Winning formula for the time traveller
And on your right, ladies and gentlemen, the Flavian Amphitheatre. Diana Hinds meets the team that produced an award-winning guide to Ancient Rome
One of the joys for a publisher not selling directly to schools is that, when it comes to information books, you can afford to wear your learning lightly. Instead of being required by the national curriculum to cram in specific information, you have more freedom in what you present, and how you choose to present it. At the same time, however, if your book is not sufficiently eye catching, parents will not buy it, and if it is not all that much fun, children will not bother to read it.
This year's winner of the TES Senior Information Book award A Visitor's Guide to Ancient Rome, written by Lesley Sims and published by Usborne, is guaranteed to keep everyone happy: children, parents and teachers.

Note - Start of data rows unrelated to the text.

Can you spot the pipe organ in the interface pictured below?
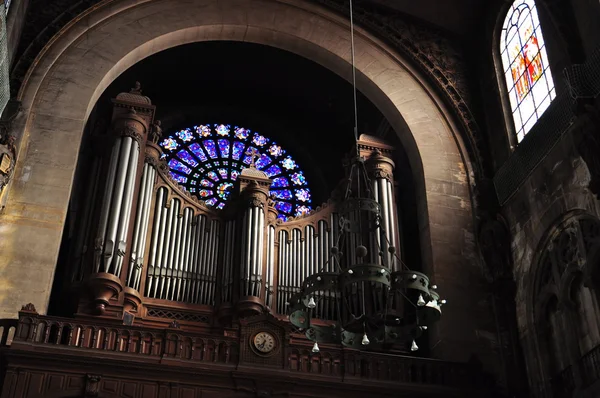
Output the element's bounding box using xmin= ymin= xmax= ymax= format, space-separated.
xmin=68 ymin=87 xmax=401 ymax=328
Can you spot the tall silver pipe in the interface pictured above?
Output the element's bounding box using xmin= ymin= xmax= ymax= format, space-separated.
xmin=209 ymin=220 xmax=220 ymax=305
xmin=176 ymin=208 xmax=189 ymax=301
xmin=127 ymin=163 xmax=148 ymax=286
xmin=242 ymin=209 xmax=250 ymax=296
xmin=115 ymin=140 xmax=140 ymax=276
xmin=381 ymin=179 xmax=392 ymax=268
xmin=386 ymin=179 xmax=398 ymax=270
xmin=177 ymin=208 xmax=190 ymax=301
xmin=222 ymin=221 xmax=231 ymax=302
xmin=186 ymin=218 xmax=197 ymax=303
xmin=205 ymin=219 xmax=215 ymax=304
xmin=165 ymin=200 xmax=180 ymax=299
xmin=198 ymin=217 xmax=208 ymax=304
xmin=95 ymin=137 xmax=122 ymax=273
xmin=147 ymin=188 xmax=165 ymax=297
xmin=135 ymin=164 xmax=154 ymax=288
xmin=250 ymin=207 xmax=258 ymax=296
xmin=192 ymin=215 xmax=205 ymax=303
xmin=104 ymin=136 xmax=133 ymax=272
xmin=137 ymin=167 xmax=156 ymax=290
xmin=151 ymin=193 xmax=168 ymax=298
xmin=158 ymin=198 xmax=175 ymax=298
xmin=255 ymin=208 xmax=264 ymax=297
xmin=276 ymin=231 xmax=284 ymax=313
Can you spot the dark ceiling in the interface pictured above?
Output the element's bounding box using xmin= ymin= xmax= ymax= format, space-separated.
xmin=368 ymin=0 xmax=489 ymax=36
xmin=96 ymin=41 xmax=388 ymax=206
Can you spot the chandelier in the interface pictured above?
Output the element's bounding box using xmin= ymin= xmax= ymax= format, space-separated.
xmin=287 ymin=0 xmax=444 ymax=353
xmin=288 ymin=154 xmax=444 ymax=352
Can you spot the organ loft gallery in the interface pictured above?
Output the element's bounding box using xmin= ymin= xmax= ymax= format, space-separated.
xmin=0 ymin=0 xmax=600 ymax=397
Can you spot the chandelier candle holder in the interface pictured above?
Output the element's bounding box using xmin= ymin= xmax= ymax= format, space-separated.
xmin=288 ymin=137 xmax=444 ymax=352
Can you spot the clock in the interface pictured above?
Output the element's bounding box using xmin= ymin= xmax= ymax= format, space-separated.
xmin=252 ymin=331 xmax=277 ymax=354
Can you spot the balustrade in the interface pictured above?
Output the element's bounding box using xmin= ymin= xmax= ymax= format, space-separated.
xmin=0 ymin=313 xmax=485 ymax=391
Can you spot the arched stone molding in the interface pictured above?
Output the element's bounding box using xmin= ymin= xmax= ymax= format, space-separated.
xmin=523 ymin=211 xmax=600 ymax=394
xmin=0 ymin=0 xmax=484 ymax=363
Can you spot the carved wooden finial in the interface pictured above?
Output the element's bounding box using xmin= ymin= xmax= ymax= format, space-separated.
xmin=20 ymin=303 xmax=37 ymax=313
xmin=130 ymin=81 xmax=142 ymax=95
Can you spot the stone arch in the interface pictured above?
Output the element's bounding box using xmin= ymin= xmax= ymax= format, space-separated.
xmin=0 ymin=0 xmax=482 ymax=362
xmin=524 ymin=210 xmax=600 ymax=390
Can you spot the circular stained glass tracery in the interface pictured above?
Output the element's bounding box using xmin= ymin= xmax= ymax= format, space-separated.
xmin=160 ymin=124 xmax=312 ymax=220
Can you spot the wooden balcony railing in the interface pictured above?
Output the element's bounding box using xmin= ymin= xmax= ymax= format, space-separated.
xmin=0 ymin=310 xmax=488 ymax=392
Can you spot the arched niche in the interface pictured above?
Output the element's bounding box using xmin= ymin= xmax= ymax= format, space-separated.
xmin=525 ymin=211 xmax=600 ymax=392
xmin=0 ymin=0 xmax=485 ymax=363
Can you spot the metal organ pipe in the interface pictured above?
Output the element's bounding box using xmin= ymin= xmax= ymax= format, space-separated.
xmin=386 ymin=179 xmax=398 ymax=270
xmin=127 ymin=162 xmax=149 ymax=288
xmin=115 ymin=139 xmax=140 ymax=277
xmin=104 ymin=136 xmax=133 ymax=273
xmin=95 ymin=138 xmax=121 ymax=274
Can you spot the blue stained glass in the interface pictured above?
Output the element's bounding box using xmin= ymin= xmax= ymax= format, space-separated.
xmin=217 ymin=182 xmax=234 ymax=200
xmin=168 ymin=159 xmax=192 ymax=175
xmin=268 ymin=144 xmax=283 ymax=157
xmin=271 ymin=190 xmax=293 ymax=200
xmin=296 ymin=205 xmax=311 ymax=216
xmin=265 ymin=164 xmax=282 ymax=178
xmin=232 ymin=141 xmax=245 ymax=160
xmin=170 ymin=172 xmax=187 ymax=184
xmin=161 ymin=138 xmax=178 ymax=151
xmin=281 ymin=156 xmax=297 ymax=170
xmin=255 ymin=154 xmax=272 ymax=170
xmin=203 ymin=140 xmax=218 ymax=159
xmin=160 ymin=153 xmax=166 ymax=160
xmin=252 ymin=133 xmax=269 ymax=147
xmin=196 ymin=125 xmax=211 ymax=137
xmin=176 ymin=150 xmax=198 ymax=167
xmin=176 ymin=128 xmax=194 ymax=142
xmin=162 ymin=123 xmax=312 ymax=216
xmin=271 ymin=177 xmax=289 ymax=187
xmin=243 ymin=147 xmax=258 ymax=165
xmin=275 ymin=201 xmax=293 ymax=214
xmin=218 ymin=139 xmax=230 ymax=158
xmin=189 ymin=143 xmax=207 ymax=162
xmin=295 ymin=188 xmax=311 ymax=202
xmin=234 ymin=127 xmax=250 ymax=140
xmin=291 ymin=172 xmax=307 ymax=186
xmin=214 ymin=124 xmax=230 ymax=136
xmin=207 ymin=171 xmax=219 ymax=181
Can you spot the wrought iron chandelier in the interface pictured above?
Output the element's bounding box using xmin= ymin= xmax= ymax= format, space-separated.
xmin=287 ymin=0 xmax=445 ymax=353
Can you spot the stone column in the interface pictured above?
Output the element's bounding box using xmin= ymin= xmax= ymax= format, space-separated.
xmin=235 ymin=166 xmax=271 ymax=317
xmin=87 ymin=83 xmax=155 ymax=316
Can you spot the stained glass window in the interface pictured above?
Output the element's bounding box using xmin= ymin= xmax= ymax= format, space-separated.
xmin=501 ymin=0 xmax=555 ymax=143
xmin=160 ymin=124 xmax=312 ymax=220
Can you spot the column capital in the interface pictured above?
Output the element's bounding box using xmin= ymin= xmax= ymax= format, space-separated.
xmin=357 ymin=134 xmax=396 ymax=181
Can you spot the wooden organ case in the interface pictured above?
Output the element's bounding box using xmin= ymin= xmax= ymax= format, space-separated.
xmin=0 ymin=87 xmax=489 ymax=398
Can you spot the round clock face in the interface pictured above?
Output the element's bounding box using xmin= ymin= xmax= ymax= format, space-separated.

Written in the form of a jaunty, spoof guidebook, the first in the Timetours series explores different aspects of everyday life in the Roman capital, managing to be both entertaining and hugely informative.
"We've done straight history books on Rome before, but this time we were trying to do history in a slightly whackier way," says Jane Chisholm, Usborne managing editor. "All our books have to be child-friendly and fun, and they try to disguise their educational input with the appearance of light heartedness."
The novel guidebook approach to Ancient Rome permits the inclusion of much day-to-day detail that would have no place in a more conventional history book such as what the Romans cooked, where they slept, and where and how they bathed (did you know, for instance, that the Romans used a curved stick called a strigil to scrape themselves clean?).
There is an excellent fold-out map of the streets of central Rome circa ad125, and tourist highlights include "the Games" at the Colosseum (still known as the Flavian Amphitheatre in AD125), chariot racing, Roman theatre, and shopping for slaves ("this will prove something of a culture shock to many visitors," says the guide).
Religion and education get a look-in, and the back of the guide lists "handy" Latin phrases, Roman emperors and a who's who of famous writers and statesmen. The book could be, equally, a valuable asset on a Roman hoiday, a stimulating accompaniment to a school project, or just an enjoyable read at home.
Like many Usborne titles, a Visitor's Guide to Ancient Rome is very much a team effort, written and designed in-house (with an outside historian, Dr Anne Millard, as consultant). Lesley Sims, who wrote it, initially toyed with the idea of a fictional diary set in Ancient Rome; but the spoof guidebook, she agreed with Jane Chisholm, worked better and allowed them to get more information across. "A diary turns into a fictional project, with characters," says Jane, "which can make the non-fiction bits seem a bit worthy."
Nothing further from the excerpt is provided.